— Хорошо. — ответил министр, мысленно считая что разговор все равно будет услышан. Он поднялся и все прошли за ним. Генерал Махров дал знак Джегеру остаться, оба подошли к Мин с Лэй и сели рядом, пододвинув кресла.
— Тебя что-то беспокоит, Мин? — спросил Лейд. — Здесь все свои.
— Меня беспокоит, что люди все понимают шиворот навыворот. Потом это понимание еще двенадцать раз выворачивают и получается черт знает что и сбоку бантик. Я работаю в отряде и там все ясно. Где враг, где друг. Так же было ясно и на Махре-14. Я сделала то что было нужно людям, а Шер Харлан решил что я это делала с каким-то черт знает каким злым умыслом. — Мин посмотрела на генерала. — Он этого не говорил. Он это думал. Я не могу работать с такими людьми. Они меня бесят.
— У вас разве не было политиков, которые думали бы обо всех и продумывали все варианты.
— У нас все политики и каждый себе хозяин.
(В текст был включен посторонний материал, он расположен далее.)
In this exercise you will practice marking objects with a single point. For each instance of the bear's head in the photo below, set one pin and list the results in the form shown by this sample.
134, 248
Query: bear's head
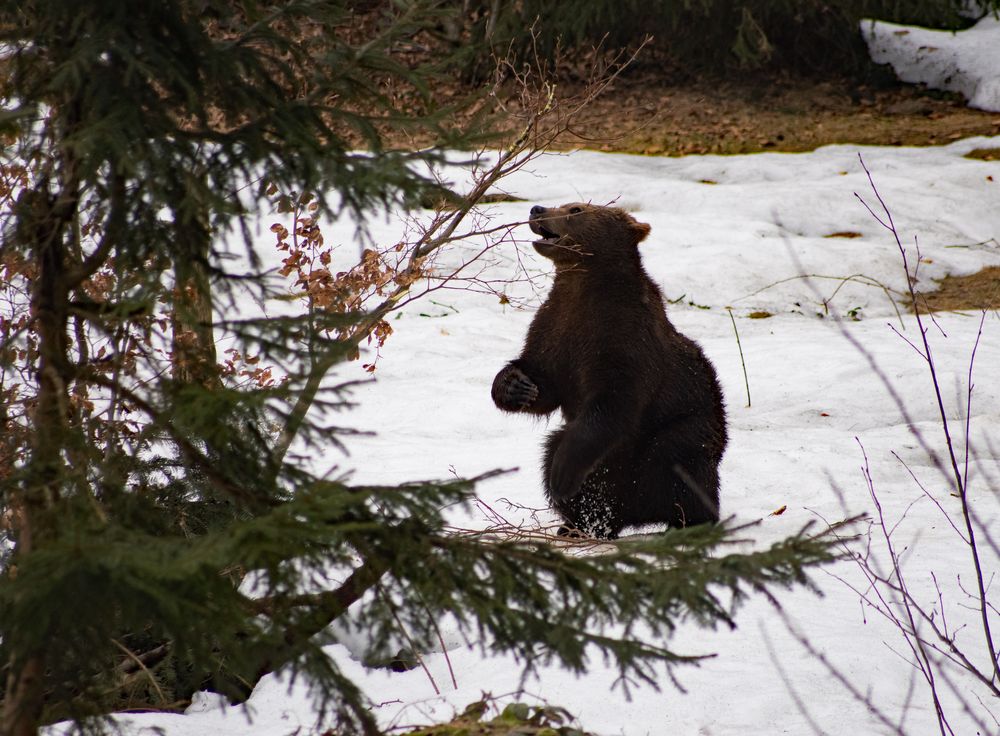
577, 231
В лесу каждый делает то что ему хочется. И я не могу понять, почему каждый человек услышав что я делаю то что мне хочется, начинает думать, что мне хочется грабить, убивать и насиловать. Я не понимаю этого. И я начинаю думать что люди сами таковы, что им именно этого и хочется.
— У вас не было грабителей?
— Какие грабители? Что грабить? Пересаживать траву с места на место или перетягивать облака? Все наши ценности это жизнь и свобода. И ни один крылев никогда не посягал ни на жизнь ни на свободу другого. Вы все время спрашивали почему контракт, а не наем. Потому что я не выношу приказов и не собираюсь делать того что мне не хочется. Если кто-то хочет применить силу и заставить меня, это право любого. А мое право применить силу для защиты. И мое право запугать его до такого состояния, что он испугается что либо делать. И с такими делами можно зайти так далеко, что начнется самая настоящая война. Я благодарна людям за спасение, но я не могу быть благодарной на столько что бы дать людям меня убить. Еще неизвестно что было бы если бы меня никто не поймал. Может быть я ожила бы пролетая рядом со звездой и ничья помощь мне не потребовалась бы.
— Ты бы погибла. — сказал Джегер.
— Я бы не погибла. Сейчас я точно знаю, что не погибла бы. Может быть, я долго бы болталась в вакууме, пока не сообразила бы что к чему. А после этого улетела бы куда нибудь своим ходом и не зная что вы где-то живете.
— Ты можешь и сейчас улететь?
— Могу сказать, что сейчас у меня есть куда улететь так что никто меня не достанет в ближайший миллион лет. Мне и лететь особо не надо. Я могу изменить свой вид и прощайте все. У меня есть еще одно имя, которое я еще не использовала, так что вы понимаете что я могу сделать.
— И почему ты этого не делаешь? — спросил Джегер.
— А почему, Джегер, ты не бросишь все, не сходишь к пластическому хирургу, который изменит твое лицо и не перемахнешь через границу, что бы начать свою жизнь сначала?
— Поздно начинать.
— Это только отговорка. Никому и никогда не поздно. Так почему, Джегер?
— Из-за друзей? — спросил он.
— Я рада, что ты сумел это выговорить. — сказала Мин.
— Но ты ничем им не обязана.
— И это говоришь ты, Джегер? Я обязана им всем. Обязана тем что они говорят со мной. Обязана тем что понимают меня. Обязана… Я обязана им всем что у меня здесь есть. Если бы я могла взять их всех и уйти, я ушла бы не задумываясь. Но у них здесь тоже есть друзья у них семьи, дети. Они живут здесь и я не хочу вырывать их отсюда. Я живу с ними и не хочу от них уходить. Но я еще хочу что бы обо мне знали не только они. Мне не нужно что бы знали все. Мне не нужно что бы на людей обрушился этот поток информации о звере, который живет среди них. Они уже знают что-то. Потом узнают еще и еще. И постепенно без всяких катастроф люди узнают все. А здесь… Вам следовало бы предупредить всех, что я слышу мысли людей.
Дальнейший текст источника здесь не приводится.